Eventually, you agree to sell to a buyer whose credit checks out and who agrees to obtain bank financing to make a down payment of $10,000 and monthly payments of $500 thereafter for a period of 25 years. Based on your consultation with your own banker and a friend who is a licensed real estate agent, you believe you got a fair price for the motor home and walk away from the deal with a smile on your face.

Deciding Where to Park the Money

After meeting with your own financial advisor, you agree to place the $10,000 down payment into a long-term, interest-bearing account that pays 4.5 percent annually but offers monthly compounding. You further decided to put each monthly payment of $500 into the same account and let the balance grow over the 25 years.

Because you essentially fell into this financial windfall through inheritance and don’t really need the money, you leave everything up to your financial advisor, who sends you quarterly account statements.

Collecting Your Payout

Twenty-five years pass, and you are ready to take the payout from the account. (Again, for the sake of simplicity and to highlight the power of compounding, we’re ignoring the entire issue of taxation for this example).

How much will be in the account, assuming the buyer made all payments in full and on time? Use the interest calculator to find out:

Begin by filling in the principal or “start amount,” in this case, the down payment you received. That’s $10,000.

Then fill in the interest rate percentage, which is 4.5, and the compounding frequency, which is monthly.

Next, include the length of term, which is 25 years, and the payment amount, which is $500.

Finally, indicate the payment frequency, which is monthly, and the start date, which is today (for the purpose of this example).

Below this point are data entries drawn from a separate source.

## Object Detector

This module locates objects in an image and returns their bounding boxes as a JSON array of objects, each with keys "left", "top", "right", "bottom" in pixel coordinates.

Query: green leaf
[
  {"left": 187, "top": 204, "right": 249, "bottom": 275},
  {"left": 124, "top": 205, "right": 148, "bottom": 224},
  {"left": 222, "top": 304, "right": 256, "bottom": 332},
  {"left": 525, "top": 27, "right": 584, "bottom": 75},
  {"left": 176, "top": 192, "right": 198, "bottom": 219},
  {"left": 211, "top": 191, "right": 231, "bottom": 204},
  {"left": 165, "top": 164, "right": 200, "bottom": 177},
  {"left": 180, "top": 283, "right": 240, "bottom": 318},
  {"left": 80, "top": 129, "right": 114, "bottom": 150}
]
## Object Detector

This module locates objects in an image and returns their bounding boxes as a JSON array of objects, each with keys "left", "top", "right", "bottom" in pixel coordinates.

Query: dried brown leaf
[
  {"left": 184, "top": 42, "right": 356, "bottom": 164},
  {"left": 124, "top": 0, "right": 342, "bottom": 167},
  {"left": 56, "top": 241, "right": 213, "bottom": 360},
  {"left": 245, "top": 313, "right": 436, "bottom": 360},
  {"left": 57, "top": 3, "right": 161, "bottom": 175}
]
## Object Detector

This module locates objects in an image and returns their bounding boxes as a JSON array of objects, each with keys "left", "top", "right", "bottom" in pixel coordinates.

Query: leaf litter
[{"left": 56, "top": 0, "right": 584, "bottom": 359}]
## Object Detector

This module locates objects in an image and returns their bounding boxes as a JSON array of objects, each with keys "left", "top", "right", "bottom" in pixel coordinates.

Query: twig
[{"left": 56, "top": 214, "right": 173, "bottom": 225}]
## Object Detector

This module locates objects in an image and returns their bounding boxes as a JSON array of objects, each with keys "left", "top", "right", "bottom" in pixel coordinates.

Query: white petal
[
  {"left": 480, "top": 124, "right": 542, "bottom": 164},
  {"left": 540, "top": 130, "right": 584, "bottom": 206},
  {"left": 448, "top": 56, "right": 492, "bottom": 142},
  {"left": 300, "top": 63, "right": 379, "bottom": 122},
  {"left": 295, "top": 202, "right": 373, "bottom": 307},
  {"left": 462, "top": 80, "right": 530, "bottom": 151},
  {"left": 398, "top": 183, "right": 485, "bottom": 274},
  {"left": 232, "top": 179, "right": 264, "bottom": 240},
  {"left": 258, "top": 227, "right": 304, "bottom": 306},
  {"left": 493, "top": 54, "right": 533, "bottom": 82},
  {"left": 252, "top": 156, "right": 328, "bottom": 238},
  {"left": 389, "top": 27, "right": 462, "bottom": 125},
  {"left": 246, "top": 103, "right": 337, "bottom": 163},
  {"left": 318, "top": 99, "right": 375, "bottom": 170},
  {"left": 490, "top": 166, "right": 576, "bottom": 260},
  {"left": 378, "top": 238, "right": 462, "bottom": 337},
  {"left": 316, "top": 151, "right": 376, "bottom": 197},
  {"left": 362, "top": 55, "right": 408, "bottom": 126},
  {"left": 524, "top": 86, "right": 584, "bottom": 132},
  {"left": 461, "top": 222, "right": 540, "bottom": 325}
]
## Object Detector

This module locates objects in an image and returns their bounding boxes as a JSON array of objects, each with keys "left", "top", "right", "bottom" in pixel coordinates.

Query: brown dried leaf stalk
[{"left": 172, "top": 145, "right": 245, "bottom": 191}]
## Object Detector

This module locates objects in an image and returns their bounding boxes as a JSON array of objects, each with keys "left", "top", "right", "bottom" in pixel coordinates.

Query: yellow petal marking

The Final Result of Calculating Interest

The Final Result of Calculating Interest

Under the calculator, you’ll see a section entitled “Summary.” It includes all the pertinent data you want to know. For example, you only began with the down payment amount, namely $10,000.

The next line of the summary is what we’re most interested in. It shows what the principal grew into over the 25 years, in this case, $307,236.43.

Next, the summary shows you the raw amount of payments you received from the buyer, which came to $150,000.

Finally, your “net profit,” or the amount above and beyond the raw payments and the down payment, came to $147,236.43. That is the amount of interest you earned throughout the entire 25-year period on the down payment and monthly payments.

What’s the bottom line? Nearly half of the money in the account is represented by interest. So, you did pretty well for yourself by placing all the payments into an interest-bearing account for 25 years and not touching the proceeds until the buyer made the final payment.